Linda Watson and John Treleaven
Photo: Robert Millard/LAO 2008 |
I don’t have the heart to ridicule LA Opera’s current production of
Tristan und Isolde. Oh, it could be done. Make no mistake, there are numerous things about the production overall that are mediocre – uninspired but competent vocal performances, silly stage business, etc.
Others have
detailed fully what some of those issues are. But the reality is, I enjoyed the whole thing very much. In part this is due to the fact that I love Wagner’s operas. I, in particular, love
Tristan. And mediocre Wagner is still better than excellent Puccini any day. There are some really good things in this LA outing - Conlon and the orchestra gave a brisk spirited account of the score. The Hockney production is excellent and having him in LA to help with the staging was clearly a benefit over the lackluster presentation his design had in San Francisco last season. (The very notable exception there was the superb Christine Brewer).
My reaction to
Tristan got me thinking a lot about how people, including myself, tend to write about opera performance. I mean what is so wrong with Linda Watson or John Treleaven. Sure, they aren't the best in the world and they are far from the best ever. But both deliver mostly competent performances. People seem to dismiss them simply because they aren't "inspiring" or transcendent in some way. Sure it's great to hear the best in the world, but isn't there room for artists who can perform difficult material in a competent way? Frequently, the standard for performers is unrealistically high given the easy to access legendary performances that have been recorded over the course of the 20th century. I think performers get compared, fairly or not, both to everyone we ourselves have heard and to many that we have not due to their continued technological legacy. Soon everyone who doesn’t sound like the two or three best ever Isoldes are just “average” or “competent”. I mean are their really that many more or less artists around today that can sing Isolde than there were over a century ago? If so, how do we actually know that or at least how do we know how good or bad these people sounded outside of subjective second hand written reports at the time?

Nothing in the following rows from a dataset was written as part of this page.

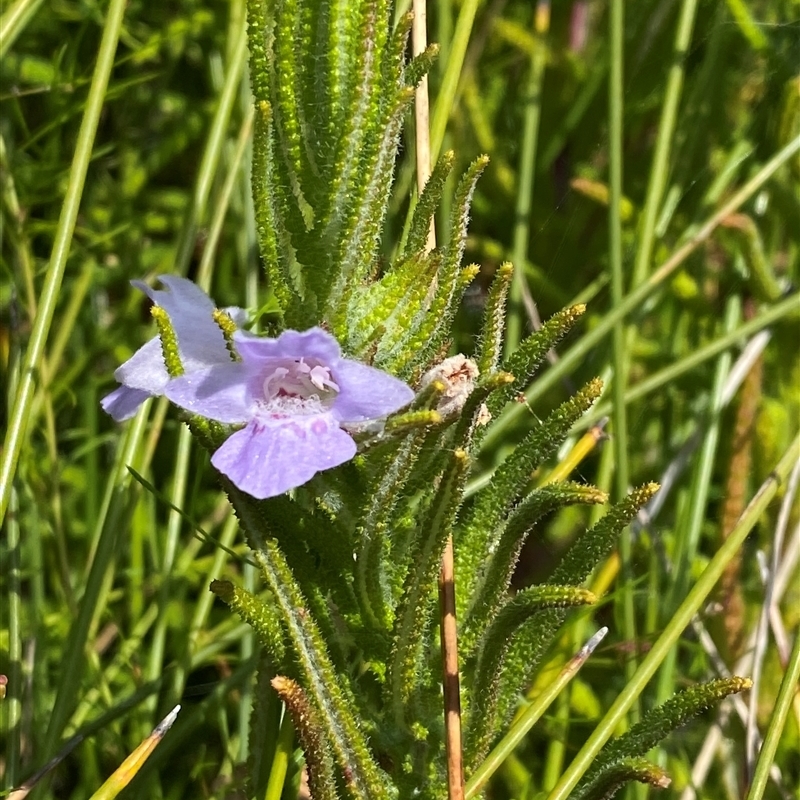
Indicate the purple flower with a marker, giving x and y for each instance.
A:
(292, 394)
(200, 342)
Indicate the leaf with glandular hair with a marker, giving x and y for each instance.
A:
(305, 718)
(656, 725)
(264, 722)
(330, 690)
(420, 65)
(422, 337)
(532, 351)
(361, 35)
(275, 242)
(291, 129)
(513, 477)
(427, 204)
(490, 346)
(259, 614)
(414, 609)
(495, 577)
(390, 303)
(474, 414)
(360, 238)
(259, 43)
(482, 720)
(598, 542)
(374, 543)
(584, 555)
(627, 770)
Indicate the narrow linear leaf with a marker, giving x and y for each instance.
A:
(657, 725)
(414, 608)
(490, 347)
(331, 695)
(305, 718)
(630, 769)
(261, 616)
(482, 721)
(496, 576)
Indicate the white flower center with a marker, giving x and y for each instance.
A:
(297, 386)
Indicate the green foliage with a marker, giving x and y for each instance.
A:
(656, 725)
(106, 608)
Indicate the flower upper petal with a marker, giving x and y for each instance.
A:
(267, 459)
(313, 343)
(200, 340)
(366, 392)
(123, 402)
(219, 392)
(145, 369)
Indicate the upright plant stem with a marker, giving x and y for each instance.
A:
(619, 416)
(447, 596)
(527, 173)
(20, 414)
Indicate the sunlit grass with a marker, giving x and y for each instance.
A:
(109, 621)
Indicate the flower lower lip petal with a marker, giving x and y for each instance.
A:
(266, 460)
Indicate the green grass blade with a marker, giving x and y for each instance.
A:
(20, 414)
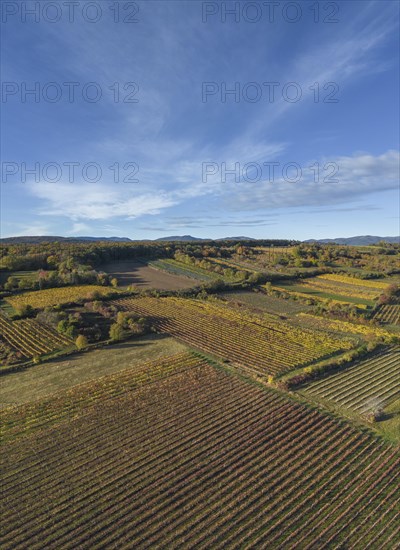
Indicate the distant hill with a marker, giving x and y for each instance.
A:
(186, 238)
(189, 238)
(356, 241)
(52, 239)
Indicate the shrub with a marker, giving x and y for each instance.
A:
(81, 342)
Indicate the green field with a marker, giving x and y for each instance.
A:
(43, 380)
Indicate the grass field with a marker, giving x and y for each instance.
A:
(44, 380)
(321, 292)
(269, 304)
(364, 385)
(143, 275)
(184, 270)
(19, 275)
(54, 296)
(198, 459)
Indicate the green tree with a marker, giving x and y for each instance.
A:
(117, 332)
(81, 342)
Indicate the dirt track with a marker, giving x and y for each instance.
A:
(131, 272)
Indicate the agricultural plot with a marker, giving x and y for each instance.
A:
(263, 302)
(364, 387)
(353, 281)
(200, 459)
(54, 296)
(184, 270)
(261, 347)
(318, 290)
(30, 338)
(143, 275)
(343, 289)
(26, 417)
(388, 314)
(64, 373)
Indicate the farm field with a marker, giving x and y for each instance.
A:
(311, 288)
(197, 459)
(260, 346)
(19, 275)
(31, 338)
(43, 380)
(183, 270)
(388, 314)
(55, 296)
(365, 386)
(261, 301)
(142, 275)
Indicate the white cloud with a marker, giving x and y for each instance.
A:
(97, 202)
(358, 176)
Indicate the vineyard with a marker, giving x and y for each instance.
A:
(66, 404)
(369, 384)
(262, 347)
(55, 296)
(388, 314)
(344, 289)
(365, 283)
(319, 290)
(179, 268)
(31, 338)
(199, 459)
(263, 302)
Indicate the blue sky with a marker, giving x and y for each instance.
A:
(157, 162)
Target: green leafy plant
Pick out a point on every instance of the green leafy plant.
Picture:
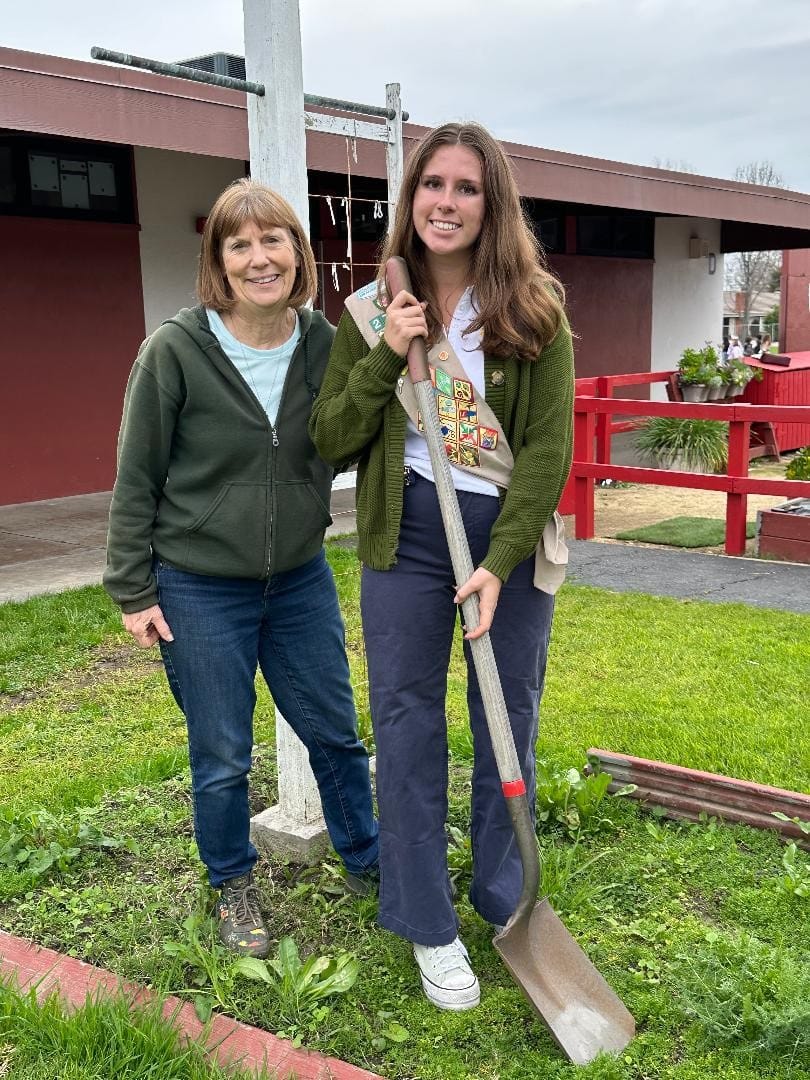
(570, 798)
(38, 841)
(301, 986)
(740, 374)
(698, 365)
(388, 1030)
(746, 996)
(211, 968)
(459, 853)
(796, 878)
(570, 882)
(697, 445)
(798, 468)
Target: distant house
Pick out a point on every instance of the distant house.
(106, 174)
(759, 321)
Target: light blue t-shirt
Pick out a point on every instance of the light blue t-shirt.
(262, 369)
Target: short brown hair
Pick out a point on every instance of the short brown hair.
(520, 300)
(247, 201)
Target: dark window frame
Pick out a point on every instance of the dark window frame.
(23, 144)
(612, 248)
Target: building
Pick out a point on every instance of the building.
(760, 315)
(106, 173)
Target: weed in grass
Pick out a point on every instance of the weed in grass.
(747, 996)
(570, 882)
(459, 854)
(38, 841)
(796, 878)
(301, 986)
(570, 798)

Still, the necrophiliac tendencies of opera audiences are hard to shake. People love to bitch about artists singing roles that they “can’t” or “shouldn’t” be singing. Netrebko gets heat for not being able to handle the chores of bel canto and virtually everyone is criticized for attempting to sing Norma. But I don’t think this is very realistic or fair. If only two or three performers in the world (or two or three performers
ever) can sing a certain role, it doesn’t mean very many people are going to get to hear
Norma or at least not very often. Sure, it used to be this way -
Norma was an opera that was rarely performed in the first half of the 20th century. But I for one don’t think that is preferable. I don’t want to spend my days waiting for some fantasy once-or-twice-a-century ideal performance to experience seeing some of opera’s great works. So sure, I’ve seen better
Tristans and Watson and Treleaven are not exciting – but I got to hear Wagner’s marvelous music and that in some ways is more than enough.
I think that Opera is a living thing meant to be performed and experienced live. Too often critics, both professional and otherwise, tend to forget this. And while I love to hear a standard setting performance in the flesh as much as the next person, I think there is much more to loving opera. Since opera, by its very nature, needs to be performed in order to be enjoyed, that often means working with the performers you have on hand even if they aren't ideal. Baroque composers such as Handel didn't seem to have any trouble getting their heads around this, so what's our problem?